岸本選手の3ポイントとそれに続く大歓声には、比喩でなく本当に鳥肌が立ちました。アルバルクの伊藤HCと正中選手のコメントに「そうだ、ここからなんだ」と奮い立たされました。

特に正中選手のスピーチは後世に語り継がれるものだったのではないでしょうか。テレビでBリーグ開幕を振り返るたびに流してほしい。それくらい素晴らしかった。文字起こしをされた方のデータを引用させていただきます。

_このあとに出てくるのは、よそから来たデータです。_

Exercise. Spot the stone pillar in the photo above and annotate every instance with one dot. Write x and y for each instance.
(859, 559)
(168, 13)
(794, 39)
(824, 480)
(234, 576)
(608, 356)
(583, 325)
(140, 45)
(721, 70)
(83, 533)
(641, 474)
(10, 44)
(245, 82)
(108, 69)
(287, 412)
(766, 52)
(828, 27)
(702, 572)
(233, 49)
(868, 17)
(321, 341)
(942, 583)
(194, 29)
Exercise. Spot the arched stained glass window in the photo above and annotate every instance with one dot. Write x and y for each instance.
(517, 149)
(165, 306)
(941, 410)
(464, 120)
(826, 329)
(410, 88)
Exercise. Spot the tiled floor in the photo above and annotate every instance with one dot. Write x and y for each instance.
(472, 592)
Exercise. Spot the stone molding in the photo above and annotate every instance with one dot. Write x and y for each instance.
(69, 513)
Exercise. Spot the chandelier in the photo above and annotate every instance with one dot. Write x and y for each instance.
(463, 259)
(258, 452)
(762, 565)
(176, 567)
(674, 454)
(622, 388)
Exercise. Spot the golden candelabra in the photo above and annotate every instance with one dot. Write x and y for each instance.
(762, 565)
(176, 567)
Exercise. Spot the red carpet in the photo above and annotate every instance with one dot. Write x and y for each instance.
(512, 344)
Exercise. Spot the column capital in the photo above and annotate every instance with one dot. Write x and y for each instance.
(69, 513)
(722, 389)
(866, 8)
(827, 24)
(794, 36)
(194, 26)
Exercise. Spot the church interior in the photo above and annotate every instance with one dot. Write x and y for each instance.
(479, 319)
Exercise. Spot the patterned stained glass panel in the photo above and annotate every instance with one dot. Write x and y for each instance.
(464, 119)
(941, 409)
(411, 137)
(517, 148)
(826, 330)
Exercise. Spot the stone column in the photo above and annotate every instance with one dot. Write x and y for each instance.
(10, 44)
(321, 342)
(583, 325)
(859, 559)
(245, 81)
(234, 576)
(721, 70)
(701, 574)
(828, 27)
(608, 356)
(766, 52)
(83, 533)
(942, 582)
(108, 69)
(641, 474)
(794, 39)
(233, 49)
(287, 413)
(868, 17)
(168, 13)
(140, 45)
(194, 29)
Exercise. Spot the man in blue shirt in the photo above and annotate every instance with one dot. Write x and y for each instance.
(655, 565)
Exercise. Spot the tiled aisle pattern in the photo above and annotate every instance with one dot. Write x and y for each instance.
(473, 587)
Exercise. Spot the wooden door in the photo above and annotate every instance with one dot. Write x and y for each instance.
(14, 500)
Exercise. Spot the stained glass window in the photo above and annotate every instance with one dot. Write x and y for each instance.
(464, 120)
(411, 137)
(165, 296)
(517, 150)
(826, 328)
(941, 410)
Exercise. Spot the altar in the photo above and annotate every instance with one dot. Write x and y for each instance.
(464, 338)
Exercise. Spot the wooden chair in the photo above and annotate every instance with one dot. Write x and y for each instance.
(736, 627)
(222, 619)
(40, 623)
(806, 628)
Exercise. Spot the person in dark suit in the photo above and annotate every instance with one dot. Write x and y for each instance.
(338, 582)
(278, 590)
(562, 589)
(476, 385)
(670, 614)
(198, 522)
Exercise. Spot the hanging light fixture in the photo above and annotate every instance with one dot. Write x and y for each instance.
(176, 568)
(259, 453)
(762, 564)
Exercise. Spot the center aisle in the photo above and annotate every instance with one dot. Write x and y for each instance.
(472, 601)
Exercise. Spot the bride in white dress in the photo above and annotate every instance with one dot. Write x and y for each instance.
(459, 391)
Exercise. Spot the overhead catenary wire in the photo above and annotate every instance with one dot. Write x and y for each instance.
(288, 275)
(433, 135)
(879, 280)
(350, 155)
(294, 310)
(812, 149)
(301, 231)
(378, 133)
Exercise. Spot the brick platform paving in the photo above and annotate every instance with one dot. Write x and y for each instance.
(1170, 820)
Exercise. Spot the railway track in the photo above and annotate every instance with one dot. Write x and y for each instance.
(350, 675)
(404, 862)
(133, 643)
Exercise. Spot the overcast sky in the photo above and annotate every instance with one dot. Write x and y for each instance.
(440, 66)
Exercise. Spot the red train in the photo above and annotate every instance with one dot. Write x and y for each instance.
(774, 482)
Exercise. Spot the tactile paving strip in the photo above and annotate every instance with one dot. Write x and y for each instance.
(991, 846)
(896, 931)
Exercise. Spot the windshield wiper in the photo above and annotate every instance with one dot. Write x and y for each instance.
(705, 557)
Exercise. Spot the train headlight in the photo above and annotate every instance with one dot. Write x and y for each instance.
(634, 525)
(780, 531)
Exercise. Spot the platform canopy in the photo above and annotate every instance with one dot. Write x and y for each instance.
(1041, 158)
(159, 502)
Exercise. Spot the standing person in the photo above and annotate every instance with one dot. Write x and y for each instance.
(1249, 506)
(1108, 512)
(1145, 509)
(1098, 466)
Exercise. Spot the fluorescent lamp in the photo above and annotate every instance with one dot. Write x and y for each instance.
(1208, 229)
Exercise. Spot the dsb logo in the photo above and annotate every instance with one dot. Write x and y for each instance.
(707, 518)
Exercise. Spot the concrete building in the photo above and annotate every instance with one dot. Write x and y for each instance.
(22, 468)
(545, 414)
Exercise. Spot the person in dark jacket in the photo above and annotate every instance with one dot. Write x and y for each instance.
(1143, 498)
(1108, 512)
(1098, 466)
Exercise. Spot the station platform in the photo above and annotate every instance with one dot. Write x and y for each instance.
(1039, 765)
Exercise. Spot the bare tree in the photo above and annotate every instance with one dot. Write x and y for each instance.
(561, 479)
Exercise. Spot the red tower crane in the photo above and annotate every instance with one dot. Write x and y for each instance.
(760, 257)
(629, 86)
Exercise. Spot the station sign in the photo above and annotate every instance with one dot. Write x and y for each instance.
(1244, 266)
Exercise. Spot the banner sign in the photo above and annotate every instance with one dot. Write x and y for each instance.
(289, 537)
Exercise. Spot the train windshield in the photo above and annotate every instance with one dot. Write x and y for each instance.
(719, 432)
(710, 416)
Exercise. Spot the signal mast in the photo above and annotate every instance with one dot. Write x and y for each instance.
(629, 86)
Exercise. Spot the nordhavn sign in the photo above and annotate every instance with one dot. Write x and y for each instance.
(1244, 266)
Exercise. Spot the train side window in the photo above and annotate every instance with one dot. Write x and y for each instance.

本日はみなさまとともにこのような素晴らしい舞台に立つことができて本当に嬉しく思っています。
誰もが羨む本当に最高の舞台でした。しかしながらもう今日を追いかけることはありません。これからは今日のこの盛り上がりを、情熱を、それぞれの想いを、これからのリーグの発展に向けて、しっかりと選手ひとりひとりが努めていかなければならないと思っています。
今日のこの素晴らしい開幕戦に勝ったチームとして、またその一員として、これからのリーグの発展に向けて選手としてとにかく愚直に競技力の向上に励み、プロスポーツ選手として自らの資質の向上を努めることによってみなさまから愛される、そしてみなさまから愛される、そしてみなさまから応援していただくにふさわしい選手、チームとなっていくことを、今日ここで選手を代表して宣言いたします。
これからもみなさんと一緒にBリーグを盛り上げていきたいと思いますので、どうぞよろしくお願いいたします。 

 (アカン、思い出してまた泣くレベルやでこれは。)

 

 

2016年9月22日。新時代の幕開けです。

 

この時代を私たちがどう生きていくかで50年後、100年後が変わっていく。日本バスケの夜明けを目撃した人間として、これくらいの気概をもって潔く全力で、必死でやっていきましょう!みんなで!!